Ichelson’s other observation is that SD-WAN has not eliminated MPLS, and that is a different perspective that InSpeed’s aforementioned approach of not needing to aggregate multiple WAN links.
“I’m seeing most customers are leveraging a hybrid MPLS and an SD-WAN box coupled with some sort of other internet connection,” he said.
Riverbed
Riverbed’s Bridget Bisnette
Bridget Bisnette, Riverbed‘s senior vice president of global partners and commercial sales, offered three predictions for 2019.
First, she says that customers undergoing digital transformation will place a high value on platforms that monitor customer experience. Second, highly demanded yet scare talent will create fierce competition between channel partners “to acquire valuable human capital.”

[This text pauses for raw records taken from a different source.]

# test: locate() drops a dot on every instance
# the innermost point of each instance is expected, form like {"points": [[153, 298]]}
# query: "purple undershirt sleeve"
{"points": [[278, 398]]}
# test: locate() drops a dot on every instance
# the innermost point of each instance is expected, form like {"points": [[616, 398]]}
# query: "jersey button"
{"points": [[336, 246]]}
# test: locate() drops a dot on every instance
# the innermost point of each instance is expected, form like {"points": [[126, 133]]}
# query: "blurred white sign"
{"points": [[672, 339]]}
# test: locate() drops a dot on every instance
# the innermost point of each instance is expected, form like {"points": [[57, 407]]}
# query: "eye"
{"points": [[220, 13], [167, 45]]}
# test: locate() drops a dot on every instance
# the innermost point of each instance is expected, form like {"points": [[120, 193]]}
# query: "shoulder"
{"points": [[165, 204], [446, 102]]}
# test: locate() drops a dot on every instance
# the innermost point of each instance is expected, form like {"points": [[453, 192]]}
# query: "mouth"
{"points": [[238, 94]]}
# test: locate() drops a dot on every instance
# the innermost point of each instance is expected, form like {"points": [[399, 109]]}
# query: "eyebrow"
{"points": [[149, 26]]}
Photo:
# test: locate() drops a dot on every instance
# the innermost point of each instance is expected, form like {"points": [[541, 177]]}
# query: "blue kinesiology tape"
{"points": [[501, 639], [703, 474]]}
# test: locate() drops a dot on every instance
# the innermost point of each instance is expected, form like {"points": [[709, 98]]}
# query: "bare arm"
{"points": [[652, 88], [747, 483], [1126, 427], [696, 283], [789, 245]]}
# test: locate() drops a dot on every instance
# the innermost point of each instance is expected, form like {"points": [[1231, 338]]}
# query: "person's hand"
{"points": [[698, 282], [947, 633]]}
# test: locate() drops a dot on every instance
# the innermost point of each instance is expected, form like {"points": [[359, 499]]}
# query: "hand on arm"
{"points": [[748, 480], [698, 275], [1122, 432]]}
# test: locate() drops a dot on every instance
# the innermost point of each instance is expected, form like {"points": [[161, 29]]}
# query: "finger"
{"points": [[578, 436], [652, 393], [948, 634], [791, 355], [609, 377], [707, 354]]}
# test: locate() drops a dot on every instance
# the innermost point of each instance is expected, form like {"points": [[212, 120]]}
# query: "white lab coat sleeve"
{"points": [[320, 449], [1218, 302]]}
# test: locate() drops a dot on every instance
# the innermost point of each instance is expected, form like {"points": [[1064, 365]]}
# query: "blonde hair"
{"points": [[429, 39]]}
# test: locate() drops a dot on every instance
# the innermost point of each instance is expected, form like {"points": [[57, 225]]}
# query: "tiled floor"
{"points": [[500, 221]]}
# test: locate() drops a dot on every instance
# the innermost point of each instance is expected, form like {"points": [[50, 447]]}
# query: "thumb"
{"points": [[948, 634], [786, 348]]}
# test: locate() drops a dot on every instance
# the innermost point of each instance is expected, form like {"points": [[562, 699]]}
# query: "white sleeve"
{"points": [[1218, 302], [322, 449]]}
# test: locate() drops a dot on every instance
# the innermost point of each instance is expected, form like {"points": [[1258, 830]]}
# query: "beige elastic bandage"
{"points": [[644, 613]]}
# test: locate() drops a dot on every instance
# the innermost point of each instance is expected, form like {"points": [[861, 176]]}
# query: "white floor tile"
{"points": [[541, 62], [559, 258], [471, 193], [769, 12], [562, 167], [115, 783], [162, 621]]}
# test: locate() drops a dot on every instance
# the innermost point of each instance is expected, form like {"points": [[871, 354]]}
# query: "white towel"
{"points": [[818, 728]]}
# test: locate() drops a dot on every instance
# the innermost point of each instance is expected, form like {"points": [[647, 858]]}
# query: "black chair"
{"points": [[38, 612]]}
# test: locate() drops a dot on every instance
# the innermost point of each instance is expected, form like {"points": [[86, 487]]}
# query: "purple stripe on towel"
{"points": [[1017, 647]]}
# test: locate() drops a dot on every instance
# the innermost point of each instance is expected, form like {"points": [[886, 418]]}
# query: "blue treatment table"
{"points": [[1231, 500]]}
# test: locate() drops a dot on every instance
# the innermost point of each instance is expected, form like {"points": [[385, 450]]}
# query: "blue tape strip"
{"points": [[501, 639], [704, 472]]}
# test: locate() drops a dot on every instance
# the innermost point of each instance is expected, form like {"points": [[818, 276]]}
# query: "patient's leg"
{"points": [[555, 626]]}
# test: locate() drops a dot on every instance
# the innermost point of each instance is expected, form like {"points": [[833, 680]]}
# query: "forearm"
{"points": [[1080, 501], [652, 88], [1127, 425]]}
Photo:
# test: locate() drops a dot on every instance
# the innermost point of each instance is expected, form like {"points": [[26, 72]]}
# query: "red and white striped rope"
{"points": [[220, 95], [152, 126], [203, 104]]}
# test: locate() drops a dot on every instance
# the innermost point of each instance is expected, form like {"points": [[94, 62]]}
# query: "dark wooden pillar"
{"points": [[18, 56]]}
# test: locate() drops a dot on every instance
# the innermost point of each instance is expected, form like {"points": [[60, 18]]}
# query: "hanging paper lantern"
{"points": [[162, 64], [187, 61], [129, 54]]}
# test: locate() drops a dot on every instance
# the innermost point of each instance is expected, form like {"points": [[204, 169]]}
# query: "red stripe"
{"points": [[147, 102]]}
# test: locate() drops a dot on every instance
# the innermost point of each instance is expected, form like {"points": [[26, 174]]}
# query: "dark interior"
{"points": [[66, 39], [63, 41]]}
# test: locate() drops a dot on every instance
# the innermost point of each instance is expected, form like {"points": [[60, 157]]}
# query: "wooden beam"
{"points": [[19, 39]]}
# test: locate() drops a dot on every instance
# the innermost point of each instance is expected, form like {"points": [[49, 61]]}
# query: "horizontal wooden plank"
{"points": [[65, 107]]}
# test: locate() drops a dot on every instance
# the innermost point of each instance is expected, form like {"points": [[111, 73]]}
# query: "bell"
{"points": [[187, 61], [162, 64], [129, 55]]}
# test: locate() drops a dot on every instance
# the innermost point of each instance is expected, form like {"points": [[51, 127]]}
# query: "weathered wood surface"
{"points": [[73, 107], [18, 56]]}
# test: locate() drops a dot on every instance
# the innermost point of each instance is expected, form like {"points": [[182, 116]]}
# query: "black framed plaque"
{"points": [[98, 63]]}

Lastly, Bisnette predicted that the talent shortage will contribute to further consolidation in the channel.
“Larger channel businesses will begin to acquire smaller practices where top talent may reside. While poaching is common practice among the channel, it will include vendors competing for the same shrinking talent pool and ultimately lead to major consolidation,” she said. “In the long run, and beginning in 2019, we will see fewer larger partner organizations with a greater number of customers.”